En 1789, la Bastille nétait pas simplement prison mais servait aussi d’archives contenant les documents du Parlement de Paris, de la maison du roi et de la police parisienne. Pillé, dispersé et incendié pendant et après la chute de la forteresse, une grande partie des archives a été récupérée par Beaumarchais et par le diplomate et bibliophile russe Pierre Dubrowsky.

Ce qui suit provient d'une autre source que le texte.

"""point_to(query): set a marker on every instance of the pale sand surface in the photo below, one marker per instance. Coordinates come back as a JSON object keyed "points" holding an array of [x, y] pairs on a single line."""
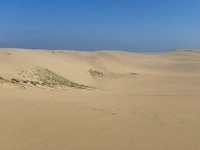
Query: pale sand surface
{"points": [[156, 108]]}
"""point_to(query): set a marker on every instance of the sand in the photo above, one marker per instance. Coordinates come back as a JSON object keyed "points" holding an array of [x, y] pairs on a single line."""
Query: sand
{"points": [[142, 101]]}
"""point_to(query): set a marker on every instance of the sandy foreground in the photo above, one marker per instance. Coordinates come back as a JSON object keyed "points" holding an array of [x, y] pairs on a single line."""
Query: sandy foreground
{"points": [[110, 100]]}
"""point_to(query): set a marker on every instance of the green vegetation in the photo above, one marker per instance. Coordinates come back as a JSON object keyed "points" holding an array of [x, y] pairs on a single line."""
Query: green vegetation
{"points": [[96, 73], [54, 80]]}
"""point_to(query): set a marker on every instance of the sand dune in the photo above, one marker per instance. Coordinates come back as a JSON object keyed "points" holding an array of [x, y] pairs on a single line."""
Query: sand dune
{"points": [[99, 100]]}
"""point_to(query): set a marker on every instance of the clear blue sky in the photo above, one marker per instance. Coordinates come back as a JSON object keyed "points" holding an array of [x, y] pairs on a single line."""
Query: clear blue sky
{"points": [[133, 25]]}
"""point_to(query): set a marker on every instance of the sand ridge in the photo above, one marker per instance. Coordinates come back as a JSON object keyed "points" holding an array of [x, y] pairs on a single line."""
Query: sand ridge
{"points": [[143, 101]]}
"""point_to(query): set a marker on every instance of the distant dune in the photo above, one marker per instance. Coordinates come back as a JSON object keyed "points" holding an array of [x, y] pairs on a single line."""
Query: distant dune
{"points": [[106, 100]]}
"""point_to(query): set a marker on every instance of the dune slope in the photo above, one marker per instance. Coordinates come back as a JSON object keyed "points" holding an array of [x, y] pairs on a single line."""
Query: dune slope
{"points": [[99, 100]]}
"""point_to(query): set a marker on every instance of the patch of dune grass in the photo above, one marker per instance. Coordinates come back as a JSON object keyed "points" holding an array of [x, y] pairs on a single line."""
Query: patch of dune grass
{"points": [[53, 80]]}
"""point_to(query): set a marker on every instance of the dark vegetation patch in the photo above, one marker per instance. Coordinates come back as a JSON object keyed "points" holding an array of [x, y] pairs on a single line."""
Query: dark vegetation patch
{"points": [[53, 80], [96, 73]]}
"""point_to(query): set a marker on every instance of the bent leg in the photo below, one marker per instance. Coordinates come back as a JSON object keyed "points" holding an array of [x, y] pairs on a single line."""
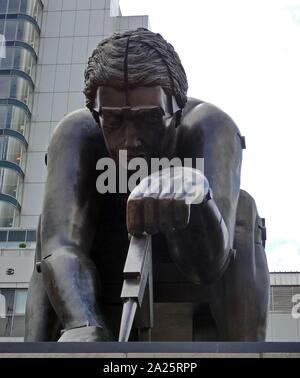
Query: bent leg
{"points": [[41, 321], [240, 299], [69, 224]]}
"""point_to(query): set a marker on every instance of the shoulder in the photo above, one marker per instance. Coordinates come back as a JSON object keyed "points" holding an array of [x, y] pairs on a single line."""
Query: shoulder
{"points": [[199, 114], [77, 130], [78, 121]]}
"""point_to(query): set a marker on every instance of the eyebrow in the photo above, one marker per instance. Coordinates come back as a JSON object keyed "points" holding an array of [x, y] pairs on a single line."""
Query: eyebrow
{"points": [[129, 109]]}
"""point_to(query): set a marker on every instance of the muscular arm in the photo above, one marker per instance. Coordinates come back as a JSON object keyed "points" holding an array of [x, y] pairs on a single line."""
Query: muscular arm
{"points": [[202, 249], [68, 222]]}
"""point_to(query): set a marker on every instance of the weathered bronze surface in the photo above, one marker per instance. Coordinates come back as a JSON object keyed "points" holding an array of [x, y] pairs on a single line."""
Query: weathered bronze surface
{"points": [[209, 254]]}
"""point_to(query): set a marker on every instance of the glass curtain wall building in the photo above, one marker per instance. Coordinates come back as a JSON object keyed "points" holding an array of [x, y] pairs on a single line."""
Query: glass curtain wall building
{"points": [[47, 47], [20, 22]]}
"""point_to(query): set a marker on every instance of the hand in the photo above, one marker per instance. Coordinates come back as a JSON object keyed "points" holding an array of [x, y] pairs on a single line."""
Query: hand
{"points": [[85, 334], [161, 202]]}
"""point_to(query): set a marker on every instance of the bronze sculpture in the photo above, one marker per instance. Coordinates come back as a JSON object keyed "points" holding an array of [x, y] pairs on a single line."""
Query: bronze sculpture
{"points": [[136, 101]]}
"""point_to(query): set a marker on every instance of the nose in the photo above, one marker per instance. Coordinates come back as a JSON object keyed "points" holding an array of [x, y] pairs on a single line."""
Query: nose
{"points": [[131, 138]]}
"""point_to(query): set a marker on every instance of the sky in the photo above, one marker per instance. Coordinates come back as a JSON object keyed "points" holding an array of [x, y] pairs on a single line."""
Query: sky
{"points": [[244, 57]]}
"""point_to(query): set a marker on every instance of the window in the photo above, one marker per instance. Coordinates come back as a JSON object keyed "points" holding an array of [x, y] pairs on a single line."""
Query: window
{"points": [[3, 6], [13, 6], [13, 117], [4, 86], [8, 214], [10, 183], [21, 30], [16, 87], [12, 312]]}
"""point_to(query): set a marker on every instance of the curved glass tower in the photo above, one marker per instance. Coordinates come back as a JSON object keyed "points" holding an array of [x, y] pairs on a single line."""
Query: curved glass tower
{"points": [[20, 24]]}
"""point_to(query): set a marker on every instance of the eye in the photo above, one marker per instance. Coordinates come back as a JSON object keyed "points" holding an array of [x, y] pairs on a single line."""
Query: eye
{"points": [[112, 121]]}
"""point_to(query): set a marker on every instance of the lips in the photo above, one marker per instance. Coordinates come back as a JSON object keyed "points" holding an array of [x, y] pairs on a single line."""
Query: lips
{"points": [[135, 154]]}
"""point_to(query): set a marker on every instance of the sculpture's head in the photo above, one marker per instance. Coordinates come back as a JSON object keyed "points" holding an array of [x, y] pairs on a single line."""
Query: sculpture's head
{"points": [[136, 83]]}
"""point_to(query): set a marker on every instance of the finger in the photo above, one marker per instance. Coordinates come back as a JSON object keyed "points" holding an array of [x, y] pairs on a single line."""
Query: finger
{"points": [[165, 215], [150, 210], [181, 214], [135, 222]]}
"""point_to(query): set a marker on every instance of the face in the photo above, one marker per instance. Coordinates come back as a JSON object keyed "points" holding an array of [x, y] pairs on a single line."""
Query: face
{"points": [[138, 121]]}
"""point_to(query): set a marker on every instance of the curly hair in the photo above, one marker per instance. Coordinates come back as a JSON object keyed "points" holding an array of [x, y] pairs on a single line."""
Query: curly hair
{"points": [[133, 59]]}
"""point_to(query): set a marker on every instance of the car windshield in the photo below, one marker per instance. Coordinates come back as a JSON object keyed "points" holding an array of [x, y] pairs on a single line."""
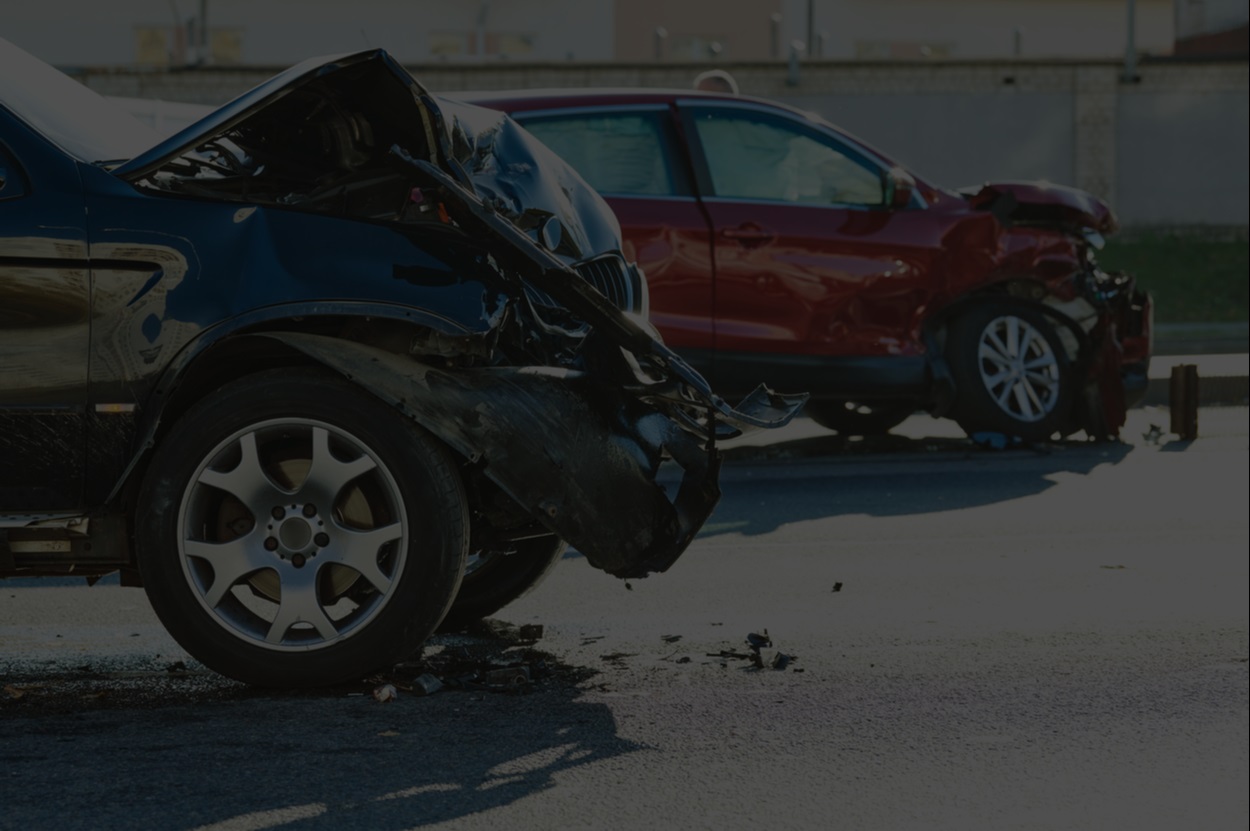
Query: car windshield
{"points": [[76, 119]]}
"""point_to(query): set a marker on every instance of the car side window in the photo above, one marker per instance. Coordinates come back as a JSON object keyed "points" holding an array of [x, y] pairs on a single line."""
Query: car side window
{"points": [[754, 155], [616, 153], [13, 184]]}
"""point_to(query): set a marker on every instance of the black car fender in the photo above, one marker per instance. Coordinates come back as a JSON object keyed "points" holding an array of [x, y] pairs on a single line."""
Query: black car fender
{"points": [[579, 456], [215, 355]]}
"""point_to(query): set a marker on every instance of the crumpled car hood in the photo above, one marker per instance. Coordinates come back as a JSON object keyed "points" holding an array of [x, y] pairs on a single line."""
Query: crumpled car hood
{"points": [[1040, 201], [508, 168]]}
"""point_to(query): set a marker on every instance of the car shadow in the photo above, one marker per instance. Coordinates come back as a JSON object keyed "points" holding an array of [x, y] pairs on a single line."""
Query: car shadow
{"points": [[326, 759], [828, 475]]}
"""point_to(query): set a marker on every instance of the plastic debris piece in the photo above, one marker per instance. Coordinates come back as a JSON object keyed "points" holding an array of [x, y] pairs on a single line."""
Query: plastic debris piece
{"points": [[426, 684], [989, 440], [509, 679]]}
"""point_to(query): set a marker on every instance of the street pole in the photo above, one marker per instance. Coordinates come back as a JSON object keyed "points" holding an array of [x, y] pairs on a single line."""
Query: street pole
{"points": [[811, 28], [204, 56], [1130, 46]]}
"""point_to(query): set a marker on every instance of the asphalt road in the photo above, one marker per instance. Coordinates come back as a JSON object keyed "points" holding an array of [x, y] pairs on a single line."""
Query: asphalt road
{"points": [[1020, 640]]}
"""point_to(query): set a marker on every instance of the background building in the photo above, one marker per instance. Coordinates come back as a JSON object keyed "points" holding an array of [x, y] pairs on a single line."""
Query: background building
{"points": [[273, 33]]}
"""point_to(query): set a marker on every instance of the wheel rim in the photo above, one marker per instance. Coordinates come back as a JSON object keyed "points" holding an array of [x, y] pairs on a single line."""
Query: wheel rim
{"points": [[1019, 369], [293, 534]]}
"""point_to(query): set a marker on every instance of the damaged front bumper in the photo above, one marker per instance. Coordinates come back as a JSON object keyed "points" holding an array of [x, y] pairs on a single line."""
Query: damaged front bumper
{"points": [[580, 456]]}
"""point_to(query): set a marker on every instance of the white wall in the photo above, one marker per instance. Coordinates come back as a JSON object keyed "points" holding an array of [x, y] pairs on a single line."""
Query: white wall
{"points": [[275, 33], [971, 29]]}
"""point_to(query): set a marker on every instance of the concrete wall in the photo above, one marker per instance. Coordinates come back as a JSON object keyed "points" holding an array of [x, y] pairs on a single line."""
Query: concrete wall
{"points": [[980, 29], [1170, 149]]}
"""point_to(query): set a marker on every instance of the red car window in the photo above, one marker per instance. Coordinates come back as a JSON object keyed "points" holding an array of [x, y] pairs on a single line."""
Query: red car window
{"points": [[615, 153], [754, 155]]}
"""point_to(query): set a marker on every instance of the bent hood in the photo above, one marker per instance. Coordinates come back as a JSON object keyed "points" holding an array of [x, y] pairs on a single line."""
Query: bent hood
{"points": [[1043, 203], [506, 168]]}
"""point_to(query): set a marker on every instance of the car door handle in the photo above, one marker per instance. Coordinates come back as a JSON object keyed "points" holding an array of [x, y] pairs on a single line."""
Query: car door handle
{"points": [[748, 234]]}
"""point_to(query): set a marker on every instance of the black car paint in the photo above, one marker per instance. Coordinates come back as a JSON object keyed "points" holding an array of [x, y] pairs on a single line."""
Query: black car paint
{"points": [[156, 295]]}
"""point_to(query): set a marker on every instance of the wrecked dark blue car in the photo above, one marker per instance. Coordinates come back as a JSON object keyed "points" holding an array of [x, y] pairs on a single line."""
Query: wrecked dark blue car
{"points": [[331, 368]]}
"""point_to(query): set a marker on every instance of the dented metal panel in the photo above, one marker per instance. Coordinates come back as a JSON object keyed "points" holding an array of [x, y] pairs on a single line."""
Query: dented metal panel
{"points": [[579, 456]]}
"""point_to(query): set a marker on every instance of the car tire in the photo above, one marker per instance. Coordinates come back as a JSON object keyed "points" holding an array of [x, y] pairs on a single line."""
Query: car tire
{"points": [[493, 580], [856, 419], [1010, 370], [296, 531]]}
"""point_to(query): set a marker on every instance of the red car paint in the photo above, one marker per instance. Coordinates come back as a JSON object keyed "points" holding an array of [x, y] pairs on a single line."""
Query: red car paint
{"points": [[853, 301]]}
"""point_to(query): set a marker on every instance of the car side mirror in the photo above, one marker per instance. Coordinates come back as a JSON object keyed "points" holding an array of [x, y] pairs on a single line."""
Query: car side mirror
{"points": [[899, 188]]}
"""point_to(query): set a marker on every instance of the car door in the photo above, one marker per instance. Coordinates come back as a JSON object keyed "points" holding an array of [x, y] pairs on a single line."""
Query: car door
{"points": [[814, 270], [631, 156], [44, 325]]}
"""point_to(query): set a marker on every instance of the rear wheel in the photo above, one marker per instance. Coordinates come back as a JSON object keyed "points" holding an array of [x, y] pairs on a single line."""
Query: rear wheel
{"points": [[296, 531], [856, 419], [1011, 373]]}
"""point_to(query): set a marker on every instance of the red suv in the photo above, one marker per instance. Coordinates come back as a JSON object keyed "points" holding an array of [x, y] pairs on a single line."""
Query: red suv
{"points": [[780, 249]]}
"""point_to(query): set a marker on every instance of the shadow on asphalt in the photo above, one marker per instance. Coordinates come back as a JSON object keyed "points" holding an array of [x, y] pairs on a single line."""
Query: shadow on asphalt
{"points": [[829, 475], [201, 751]]}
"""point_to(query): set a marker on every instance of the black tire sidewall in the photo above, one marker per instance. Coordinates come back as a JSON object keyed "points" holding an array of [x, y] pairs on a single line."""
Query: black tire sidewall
{"points": [[974, 408], [428, 484]]}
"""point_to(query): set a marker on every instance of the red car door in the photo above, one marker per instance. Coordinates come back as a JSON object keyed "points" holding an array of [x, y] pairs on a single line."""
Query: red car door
{"points": [[631, 156], [811, 263]]}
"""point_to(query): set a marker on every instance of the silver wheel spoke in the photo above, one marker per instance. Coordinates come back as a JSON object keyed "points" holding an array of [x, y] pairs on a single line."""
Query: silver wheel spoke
{"points": [[995, 381], [298, 479], [358, 550], [328, 474], [1036, 408], [996, 344], [1013, 336], [248, 481], [1021, 399], [299, 604], [1044, 360], [1019, 368], [231, 561]]}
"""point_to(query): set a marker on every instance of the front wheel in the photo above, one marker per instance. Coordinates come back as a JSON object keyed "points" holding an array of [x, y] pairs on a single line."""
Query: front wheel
{"points": [[296, 531], [1010, 370]]}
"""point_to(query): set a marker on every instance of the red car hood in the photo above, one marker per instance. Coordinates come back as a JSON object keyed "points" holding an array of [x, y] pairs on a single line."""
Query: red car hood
{"points": [[1040, 201]]}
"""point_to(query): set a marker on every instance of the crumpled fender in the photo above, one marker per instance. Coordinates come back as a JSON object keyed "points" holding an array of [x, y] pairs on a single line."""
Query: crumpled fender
{"points": [[579, 456]]}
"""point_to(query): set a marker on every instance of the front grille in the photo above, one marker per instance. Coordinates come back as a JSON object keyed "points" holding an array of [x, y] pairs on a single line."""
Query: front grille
{"points": [[609, 274]]}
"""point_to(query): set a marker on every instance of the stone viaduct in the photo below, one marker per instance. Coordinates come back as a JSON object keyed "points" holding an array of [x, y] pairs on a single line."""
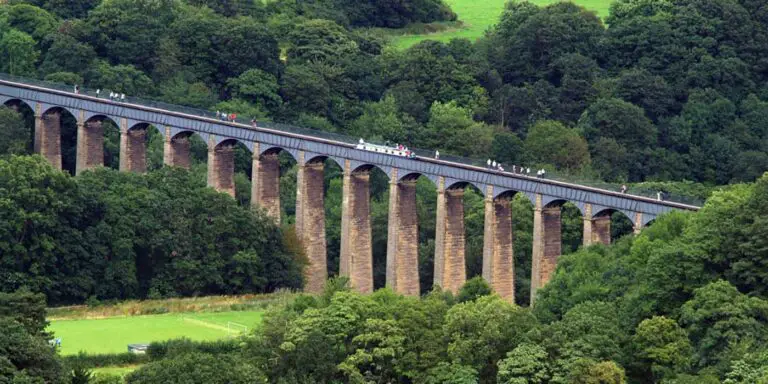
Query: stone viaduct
{"points": [[310, 152]]}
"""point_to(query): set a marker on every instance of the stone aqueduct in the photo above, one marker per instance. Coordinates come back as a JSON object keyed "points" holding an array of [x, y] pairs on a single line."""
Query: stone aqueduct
{"points": [[310, 152]]}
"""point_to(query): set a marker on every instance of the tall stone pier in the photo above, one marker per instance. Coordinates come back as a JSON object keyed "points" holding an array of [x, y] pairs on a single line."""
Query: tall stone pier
{"points": [[547, 244], [403, 237], [221, 166], [176, 150], [498, 254], [48, 135], [133, 148], [90, 145], [310, 221], [356, 253], [450, 266], [265, 182]]}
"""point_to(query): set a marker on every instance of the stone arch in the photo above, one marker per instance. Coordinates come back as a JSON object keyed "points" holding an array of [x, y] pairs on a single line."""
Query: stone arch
{"points": [[265, 149], [610, 211], [452, 184], [141, 140], [100, 118], [178, 147], [366, 167], [9, 101], [322, 158], [413, 176]]}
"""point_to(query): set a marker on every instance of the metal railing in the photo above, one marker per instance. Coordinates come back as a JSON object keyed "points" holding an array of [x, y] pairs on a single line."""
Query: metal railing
{"points": [[420, 152]]}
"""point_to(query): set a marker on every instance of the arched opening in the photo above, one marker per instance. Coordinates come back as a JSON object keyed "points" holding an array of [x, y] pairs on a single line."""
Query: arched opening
{"points": [[58, 138], [98, 144], [379, 209], [422, 195], [522, 237], [17, 124], [333, 186], [620, 224], [187, 150], [572, 222], [474, 226], [144, 146]]}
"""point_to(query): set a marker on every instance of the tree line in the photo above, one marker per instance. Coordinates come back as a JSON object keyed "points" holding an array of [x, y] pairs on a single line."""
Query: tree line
{"points": [[684, 302], [117, 236], [659, 90]]}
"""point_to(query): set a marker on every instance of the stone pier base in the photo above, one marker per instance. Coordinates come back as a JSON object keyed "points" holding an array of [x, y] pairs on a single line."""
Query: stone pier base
{"points": [[221, 167], [176, 150], [90, 145], [356, 252], [547, 244], [133, 150], [265, 185], [310, 222], [450, 266], [403, 238], [498, 254], [48, 137]]}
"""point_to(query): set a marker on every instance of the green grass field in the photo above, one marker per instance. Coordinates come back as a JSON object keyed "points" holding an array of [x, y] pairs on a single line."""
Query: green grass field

Consciente de limportance des archives de la Bastille, la Commune de Paris fait appel à les citoyens de rendre tous les documents quils pourraient avoir en leur possession afin daider à documenter le futur procès du despotisme royal. Les citoyens de Paris ont répondu rapidement et 600 000 pièces ont été rendues. Aujourdhui, avec une copie des documents conservés par Dubrowsky, ils constituent les Archives de la Bastille trouvées à la Bibliothèque Nationale de France.
Le 14 juillet 1789, les Parisiens ont saisi non seulement une prison, mais aussi le contrôle de leur propre mémoire historique. cette soudaine épanouissement des sujets en citoyens, désireux et capables non seulement de changer lhistoire, mais aussi de contribuer à son écriture, qui a créé le précédent pour toutes les révolutions de lère moderne.
Cest un privilège qui nous devons nous efforcer de ne pas perdre.